Windows 2.0 was released in December 1987, and made Windows based computers look more like the Apple Macintosh. Although this triggered a further lawsuit from Apple, Microsoft eventually won the ensuing court case and meanwhile released Windows version 3.0 in May 1990. The new version had many improvements over the previous two and, significantly, gained broad support from third-party vendors. The proliferation of Windows-compatible software was an incentive for end users to purchase a copy of Windows 3.0, and three million copies were sold in the first year. Version 3.1 became available in April 1992, and sold three million copies in the first two months following its release. Windows 3.1 was the dominant operating system for PCs during the next three years, only being displaced by the advent of Windows 95, which was a true operating system in the sense that it did not run over MS-DOS (although an updated version of DOS was still a major component of the operating system’s core software). Windows 95 was highly user-friendly, and included an integrated TCP/IP protocol stack and dial-up networking software. Successive versions of the Windows desktop operating system (Windows 98, Millenium, XP and currently Vista) have added new features, support for new hardware, and an increasingly sophisticated range of value-added services.

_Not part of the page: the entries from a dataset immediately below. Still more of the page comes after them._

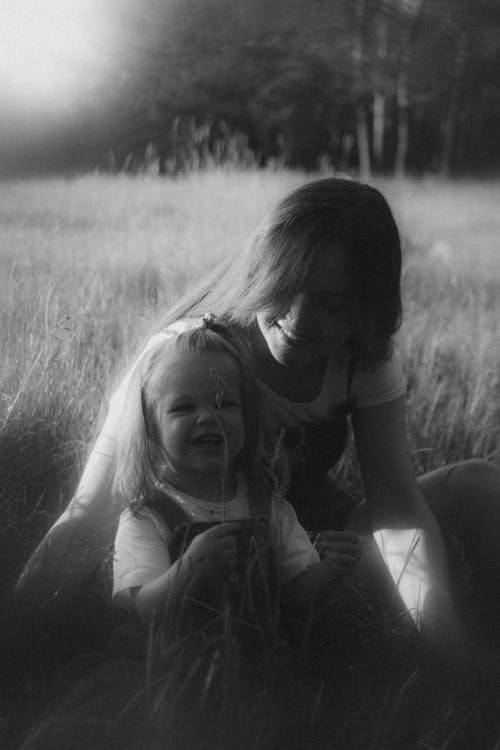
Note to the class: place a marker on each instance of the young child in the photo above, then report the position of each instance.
(190, 450)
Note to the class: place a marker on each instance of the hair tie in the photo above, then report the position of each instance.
(208, 320)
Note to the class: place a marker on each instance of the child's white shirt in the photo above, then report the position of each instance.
(141, 544)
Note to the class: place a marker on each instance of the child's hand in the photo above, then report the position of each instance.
(213, 552)
(341, 549)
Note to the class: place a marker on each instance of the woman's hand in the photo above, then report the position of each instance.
(212, 554)
(341, 549)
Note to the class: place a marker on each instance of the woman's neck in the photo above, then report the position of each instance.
(300, 384)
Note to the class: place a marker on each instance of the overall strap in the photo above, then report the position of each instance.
(351, 369)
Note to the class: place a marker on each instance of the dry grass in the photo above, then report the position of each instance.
(88, 263)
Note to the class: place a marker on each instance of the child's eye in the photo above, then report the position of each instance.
(180, 408)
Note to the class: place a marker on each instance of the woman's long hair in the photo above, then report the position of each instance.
(140, 459)
(269, 273)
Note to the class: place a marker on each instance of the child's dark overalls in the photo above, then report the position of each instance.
(313, 449)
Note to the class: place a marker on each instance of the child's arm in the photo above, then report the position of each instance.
(201, 570)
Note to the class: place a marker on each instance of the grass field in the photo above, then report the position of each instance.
(86, 264)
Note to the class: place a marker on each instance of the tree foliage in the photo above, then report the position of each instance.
(385, 85)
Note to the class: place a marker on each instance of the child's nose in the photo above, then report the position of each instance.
(206, 414)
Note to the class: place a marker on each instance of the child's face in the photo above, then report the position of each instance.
(198, 402)
(317, 323)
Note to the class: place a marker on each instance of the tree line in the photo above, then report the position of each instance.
(386, 86)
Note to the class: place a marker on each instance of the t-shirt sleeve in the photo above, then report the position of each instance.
(141, 555)
(378, 385)
(292, 545)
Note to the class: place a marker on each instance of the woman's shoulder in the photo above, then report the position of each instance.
(179, 326)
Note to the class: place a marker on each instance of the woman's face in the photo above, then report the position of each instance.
(317, 323)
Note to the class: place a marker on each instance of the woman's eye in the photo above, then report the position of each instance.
(228, 403)
(335, 307)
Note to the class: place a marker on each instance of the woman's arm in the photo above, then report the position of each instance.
(403, 527)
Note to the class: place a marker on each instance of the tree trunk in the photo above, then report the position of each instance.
(378, 128)
(450, 126)
(379, 93)
(363, 142)
(402, 100)
(357, 64)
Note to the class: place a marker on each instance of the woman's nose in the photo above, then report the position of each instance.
(300, 314)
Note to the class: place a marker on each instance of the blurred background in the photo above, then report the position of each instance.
(368, 86)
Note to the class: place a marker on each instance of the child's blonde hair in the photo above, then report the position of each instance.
(136, 474)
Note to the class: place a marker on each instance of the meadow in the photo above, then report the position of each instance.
(88, 263)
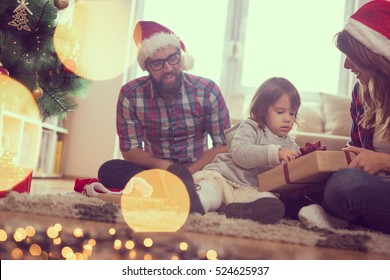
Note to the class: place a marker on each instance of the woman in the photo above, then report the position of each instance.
(360, 194)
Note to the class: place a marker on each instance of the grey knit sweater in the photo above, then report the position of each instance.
(252, 151)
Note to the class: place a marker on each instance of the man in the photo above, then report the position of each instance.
(164, 119)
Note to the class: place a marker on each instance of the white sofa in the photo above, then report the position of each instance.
(327, 120)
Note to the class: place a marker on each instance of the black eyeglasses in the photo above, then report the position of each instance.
(158, 64)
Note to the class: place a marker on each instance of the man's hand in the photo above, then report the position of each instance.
(368, 160)
(287, 155)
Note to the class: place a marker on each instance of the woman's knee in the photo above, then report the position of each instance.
(116, 173)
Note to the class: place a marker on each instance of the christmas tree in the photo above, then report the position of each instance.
(27, 54)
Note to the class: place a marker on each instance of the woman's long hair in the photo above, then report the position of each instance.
(375, 97)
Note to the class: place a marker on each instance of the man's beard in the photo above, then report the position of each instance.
(168, 89)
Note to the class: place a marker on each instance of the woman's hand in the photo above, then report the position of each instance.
(368, 160)
(287, 155)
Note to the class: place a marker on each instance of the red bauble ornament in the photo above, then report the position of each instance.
(69, 66)
(3, 70)
(61, 4)
(37, 92)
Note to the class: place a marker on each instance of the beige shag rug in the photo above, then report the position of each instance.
(79, 206)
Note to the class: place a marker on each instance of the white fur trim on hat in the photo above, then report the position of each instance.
(158, 41)
(372, 39)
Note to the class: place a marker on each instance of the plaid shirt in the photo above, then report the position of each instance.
(177, 131)
(360, 137)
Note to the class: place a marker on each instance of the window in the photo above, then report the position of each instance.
(240, 43)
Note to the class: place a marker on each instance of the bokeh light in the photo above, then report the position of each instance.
(93, 40)
(166, 210)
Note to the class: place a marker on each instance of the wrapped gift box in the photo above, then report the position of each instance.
(23, 186)
(311, 169)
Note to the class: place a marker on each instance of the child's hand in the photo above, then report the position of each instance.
(287, 155)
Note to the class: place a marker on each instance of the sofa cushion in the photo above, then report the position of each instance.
(336, 112)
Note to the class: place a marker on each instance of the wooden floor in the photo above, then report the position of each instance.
(160, 246)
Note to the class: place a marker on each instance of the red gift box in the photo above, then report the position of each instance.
(307, 170)
(21, 187)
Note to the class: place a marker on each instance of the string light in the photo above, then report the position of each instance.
(55, 243)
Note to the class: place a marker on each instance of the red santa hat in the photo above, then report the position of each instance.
(150, 36)
(370, 25)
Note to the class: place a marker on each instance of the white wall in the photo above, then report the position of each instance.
(92, 130)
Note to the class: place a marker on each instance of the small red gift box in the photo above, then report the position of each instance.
(310, 169)
(21, 187)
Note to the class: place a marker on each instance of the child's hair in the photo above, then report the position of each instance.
(375, 97)
(268, 93)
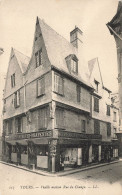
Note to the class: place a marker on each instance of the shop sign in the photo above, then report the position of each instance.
(29, 135)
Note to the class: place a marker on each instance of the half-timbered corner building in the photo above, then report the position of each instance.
(54, 112)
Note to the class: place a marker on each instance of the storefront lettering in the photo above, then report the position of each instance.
(29, 135)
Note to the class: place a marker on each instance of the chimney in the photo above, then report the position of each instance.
(76, 37)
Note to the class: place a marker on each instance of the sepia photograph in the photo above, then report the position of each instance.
(60, 97)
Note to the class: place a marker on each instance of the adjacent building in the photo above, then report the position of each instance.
(57, 112)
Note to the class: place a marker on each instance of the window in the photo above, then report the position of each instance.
(96, 104)
(96, 127)
(17, 99)
(108, 110)
(96, 85)
(38, 58)
(78, 88)
(114, 133)
(60, 118)
(13, 80)
(74, 66)
(114, 116)
(40, 86)
(83, 126)
(58, 84)
(10, 126)
(108, 129)
(18, 125)
(42, 118)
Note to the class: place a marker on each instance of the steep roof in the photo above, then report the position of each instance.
(23, 60)
(58, 48)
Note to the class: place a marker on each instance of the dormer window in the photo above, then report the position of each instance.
(13, 80)
(38, 58)
(72, 63)
(96, 85)
(74, 66)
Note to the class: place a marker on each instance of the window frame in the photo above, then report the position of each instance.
(17, 120)
(13, 80)
(96, 104)
(108, 111)
(108, 129)
(78, 90)
(114, 116)
(17, 99)
(42, 81)
(44, 115)
(96, 124)
(57, 85)
(74, 65)
(83, 126)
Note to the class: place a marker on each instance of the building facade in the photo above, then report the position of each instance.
(115, 27)
(54, 112)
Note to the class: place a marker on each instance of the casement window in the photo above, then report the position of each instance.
(108, 110)
(17, 99)
(78, 89)
(83, 126)
(10, 126)
(114, 116)
(40, 86)
(96, 127)
(108, 129)
(96, 85)
(74, 65)
(13, 80)
(58, 84)
(38, 58)
(96, 104)
(60, 118)
(114, 133)
(42, 118)
(18, 124)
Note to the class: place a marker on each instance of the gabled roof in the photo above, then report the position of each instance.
(58, 48)
(23, 60)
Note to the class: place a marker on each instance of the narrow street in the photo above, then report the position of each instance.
(96, 181)
(111, 174)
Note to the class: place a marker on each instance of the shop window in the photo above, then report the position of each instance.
(108, 110)
(96, 127)
(18, 125)
(108, 129)
(17, 99)
(78, 88)
(40, 86)
(96, 104)
(13, 80)
(58, 84)
(42, 118)
(60, 118)
(83, 126)
(38, 58)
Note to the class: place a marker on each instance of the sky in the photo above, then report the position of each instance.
(17, 26)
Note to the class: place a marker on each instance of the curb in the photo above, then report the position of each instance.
(69, 172)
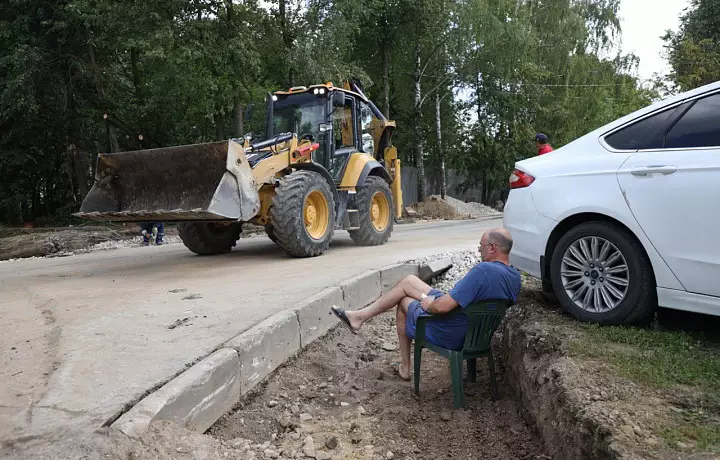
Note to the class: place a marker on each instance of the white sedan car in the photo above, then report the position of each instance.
(627, 217)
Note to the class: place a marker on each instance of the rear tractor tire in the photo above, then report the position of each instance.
(209, 238)
(303, 214)
(375, 213)
(270, 232)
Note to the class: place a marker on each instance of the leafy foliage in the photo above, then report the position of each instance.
(694, 50)
(78, 77)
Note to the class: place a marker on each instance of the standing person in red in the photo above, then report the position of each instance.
(542, 144)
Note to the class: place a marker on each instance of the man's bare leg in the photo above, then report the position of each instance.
(404, 340)
(410, 286)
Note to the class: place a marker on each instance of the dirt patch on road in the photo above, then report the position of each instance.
(435, 208)
(341, 399)
(19, 243)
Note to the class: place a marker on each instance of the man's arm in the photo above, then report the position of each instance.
(439, 306)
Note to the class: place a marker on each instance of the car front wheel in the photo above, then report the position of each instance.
(601, 274)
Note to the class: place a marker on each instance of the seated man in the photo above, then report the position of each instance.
(493, 278)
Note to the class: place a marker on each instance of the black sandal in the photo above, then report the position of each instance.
(340, 313)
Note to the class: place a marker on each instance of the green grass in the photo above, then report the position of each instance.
(658, 358)
(705, 435)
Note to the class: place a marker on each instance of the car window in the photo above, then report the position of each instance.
(699, 127)
(647, 133)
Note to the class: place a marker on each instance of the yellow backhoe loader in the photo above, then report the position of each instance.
(327, 163)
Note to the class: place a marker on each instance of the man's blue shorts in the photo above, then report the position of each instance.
(415, 310)
(447, 333)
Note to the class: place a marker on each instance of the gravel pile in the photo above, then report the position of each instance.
(463, 261)
(472, 208)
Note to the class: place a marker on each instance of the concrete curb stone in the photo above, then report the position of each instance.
(390, 275)
(198, 397)
(315, 317)
(265, 346)
(195, 399)
(361, 290)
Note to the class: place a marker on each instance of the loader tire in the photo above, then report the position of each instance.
(375, 213)
(270, 232)
(303, 214)
(209, 238)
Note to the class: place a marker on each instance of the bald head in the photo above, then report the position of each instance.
(495, 245)
(501, 238)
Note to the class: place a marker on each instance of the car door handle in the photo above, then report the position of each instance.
(654, 169)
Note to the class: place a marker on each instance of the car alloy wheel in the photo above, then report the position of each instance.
(595, 274)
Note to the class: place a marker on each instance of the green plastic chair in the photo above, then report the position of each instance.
(483, 319)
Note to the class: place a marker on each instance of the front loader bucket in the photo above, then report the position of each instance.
(212, 181)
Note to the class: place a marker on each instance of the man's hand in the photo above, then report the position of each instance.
(439, 306)
(426, 302)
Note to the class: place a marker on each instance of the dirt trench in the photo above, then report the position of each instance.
(341, 399)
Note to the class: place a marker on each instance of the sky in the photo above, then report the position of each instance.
(643, 22)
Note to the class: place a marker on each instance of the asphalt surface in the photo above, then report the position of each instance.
(84, 337)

The predominance of Microsoft in the desktop operating system market now looks to be under serious threat from the open source software community, with Linux now taking a significant (albeit still relatively small) share of the desktop market, and application software like Open Office being offered as a viable (and freely licensed) alternative to Microsoft’s proprietary software. Contributing to this process is the apparent willingness of hardware vendors to provide support for operating systems other than Windows, and the growing community of open source users willing to contribute their time and expertise in promoting the use of open source software. Meanwhile the cost of computer hardware has fallen to such an extent that ownership of one or more personal computers is almost as commonplace as ownership of a television or refrigerator, while the parameters describing maximum processor speed, memory size and storage capacity are being adjusted almost daily.